Lompat ke konten Lompat ke sidebar Lompat ke footer

Hampir Bersahabat Dengan Kematian

Pernahkah kau berada pada sebuah situasi, dimana janjkematian seakan sudah di ambang kerongkongan? Jika ya, masih ingat dong apa dan bagaimana rasanya? Ya, sekelumit kisah ini mungkin akan sedikit memberi gambaran, kalau-kalau suatu waktu akan terjadi pula pada kau kartuneters!


Saat itu seminggu pasca idul fitri 2 tahun lalu. Udara sore yang kurang erat lantaran tumben terasa sedikit panas, menciptakan saya meneguk beberapa gelas minuman berkadar gula. Kalau gak salah namanya ‘ale-ale’. Sambil asik minum saya bersama  beberapa ponakan terus menonton siaran TV. Perlahan namun pasti, saya mulai mencicipi nyeri pada ulu hati.


Awalnya yang hanya terasa sesekali masih saya abaikan dengan mengusap atau posisi tidur yang miring kanan miring kiri. Namun tak hingga 15 menit, rasa nyeri bermetamorfosis rasa sakit yang hebat.


Karena saya tak mau mengganggu orang rumah, akupun memutuskan pergi ke kamar, mengunci rapat pintu kemudian mebaluri perutku dengan minyak angin sebanyak-banyaknya. Aku mencicipi bab permukaan perut sedikit panas ditambah kembung dan tentu rasa sakit yang sudah merata. Dalam seleimut saya berdoa supaya sakit yang kukira mag itu cepat berlalu. Namun hingga setengah jam bukannya makin membaik, perutku malah semakin sakit sehingga saya tak sanggup lagi menahan untuk tidak menangis.


Mula-mula saya hanya merintih guna menutup rasa sakit lantaran tak mau mengganggu ibu yang ketika itu juga ia dalam kondisi kurang sehat. Sayangnya, rasa sakit yang tak mau kompromi menciptakan rintihan harus berubah jadi tangis yang cukup keras. Jelas itu didengar oleh ibuku yang tengah beristirahat di kamar sebelah. Ibuku datang, dia sigap menolong dengan mengurut, mengelus-elus hingga menempelkan botol air panas di atas perutku. Memang begitu kebiasaanku ketika mag kambuh atau mencicipi mules ketika menstruasi. Saat itulah saya sanggup sedikit mereda tangisan dan rintihan, semata-mata lantaran ibuku sudah ada membantu dan keberadaannyalah yang menciptakan saya sungkan untuk berkeluh kesah demi menjaga  fikirannya.
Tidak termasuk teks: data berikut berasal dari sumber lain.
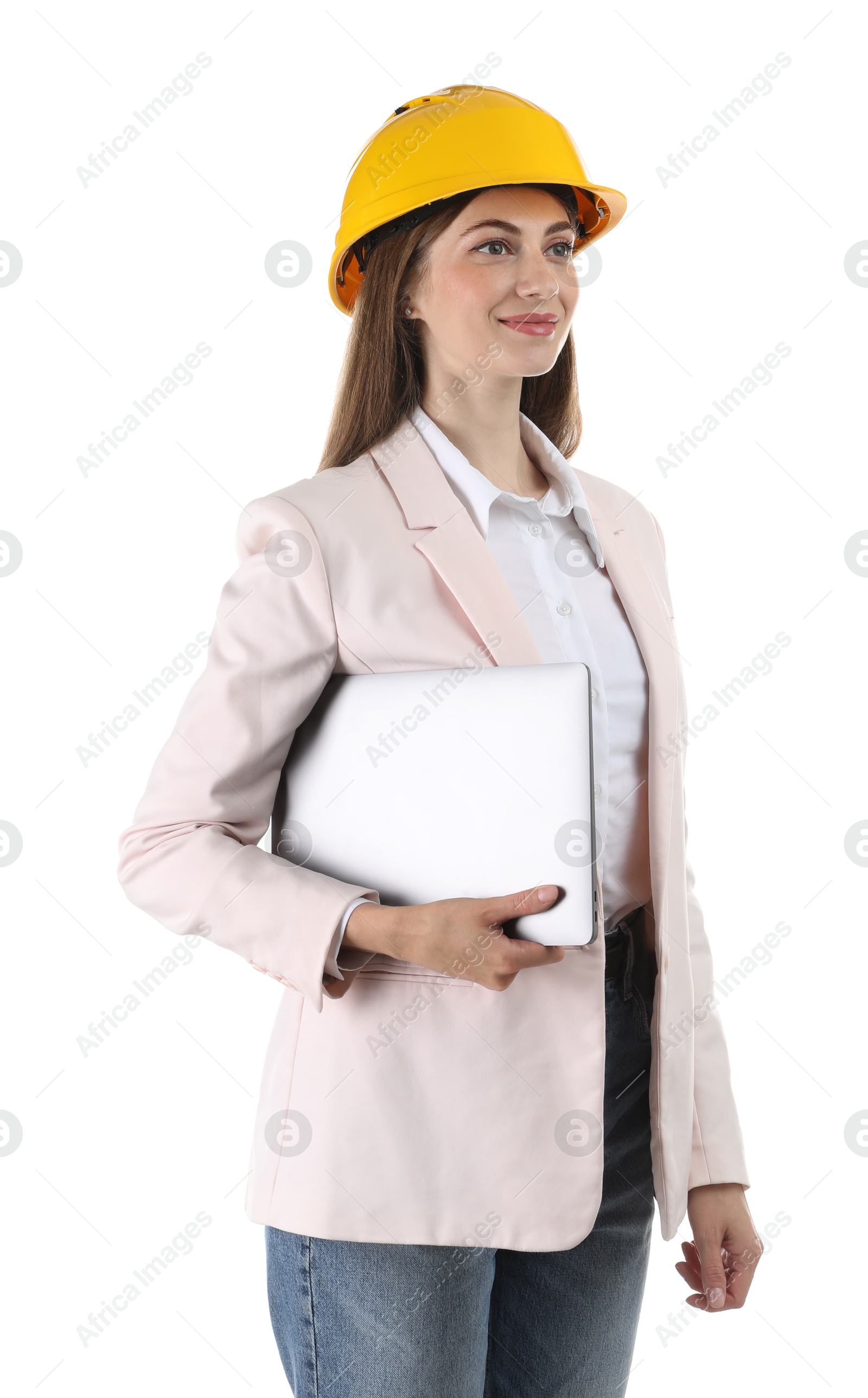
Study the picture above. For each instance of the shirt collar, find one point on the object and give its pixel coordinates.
(477, 493)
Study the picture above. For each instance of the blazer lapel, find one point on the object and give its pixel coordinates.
(454, 545)
(650, 620)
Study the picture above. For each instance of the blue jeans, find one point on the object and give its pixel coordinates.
(368, 1320)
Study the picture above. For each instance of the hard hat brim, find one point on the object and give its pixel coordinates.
(344, 291)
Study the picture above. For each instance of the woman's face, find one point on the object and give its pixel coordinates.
(501, 275)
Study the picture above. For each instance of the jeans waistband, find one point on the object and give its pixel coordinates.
(628, 959)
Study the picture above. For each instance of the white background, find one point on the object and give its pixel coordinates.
(122, 568)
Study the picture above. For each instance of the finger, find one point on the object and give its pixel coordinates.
(690, 1275)
(712, 1268)
(515, 905)
(741, 1271)
(515, 954)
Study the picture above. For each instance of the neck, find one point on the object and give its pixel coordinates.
(483, 423)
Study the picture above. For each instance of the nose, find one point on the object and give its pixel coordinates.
(536, 278)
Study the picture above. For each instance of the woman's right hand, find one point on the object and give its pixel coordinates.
(456, 936)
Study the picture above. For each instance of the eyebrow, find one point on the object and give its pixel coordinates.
(513, 228)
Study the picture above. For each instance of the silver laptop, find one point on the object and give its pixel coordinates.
(449, 783)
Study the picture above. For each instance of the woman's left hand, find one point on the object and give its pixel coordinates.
(720, 1261)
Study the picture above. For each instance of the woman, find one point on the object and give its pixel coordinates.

Namun apa mau dikata, lantaran tampaknya rasa sakit yang abnormal itupun tak mau beranjak. Malah semakin larut malam semakin menyengat pori-pori lambungku. Saat itu saya sudah tak sanggup mengendalikan diri, bergulingan di lantai sambil menjerit-jerit menciptakan semua orang rumah panic.


Akhirnya ibuku memanggil saudara sepupu untuk mengantar ke dokter. Tetap didampingi ibu akupun berangkat ke rumah seorang mantri desa yang rumahnya cukup jauh dari rumahku. Setibanya di sana mantri itu tidak lantas menyelidiki lambungku, dia hanya memberi beberapa tablet obat dan menyuruhku pulang. Dengan sabar dan antosias untuk sembuh akupun meneguk 3 butir obat sehabis memaksa menjejalkan sepotong roti. Namun lagi-lagi obat, air dan seluruh isi perut tertumpah kembali dengan proses muntah yang amat menyakitkan.


Setelah apapun yang kumasukan ke dalam perut ini tak ada yang berhasil, akupun tersungkur dan kembali menangis. Rasa sakit itu semakin menjalar hamper pada seluruh bab perut dan dada. Sementara ibuku, perempuan andal di seluruh dunia, semoga Allah senantiasa menjamunya di sana, Hanya duduk tertegun mencicipi kebingungan sekaligus kecemasan atas rasa sakitku.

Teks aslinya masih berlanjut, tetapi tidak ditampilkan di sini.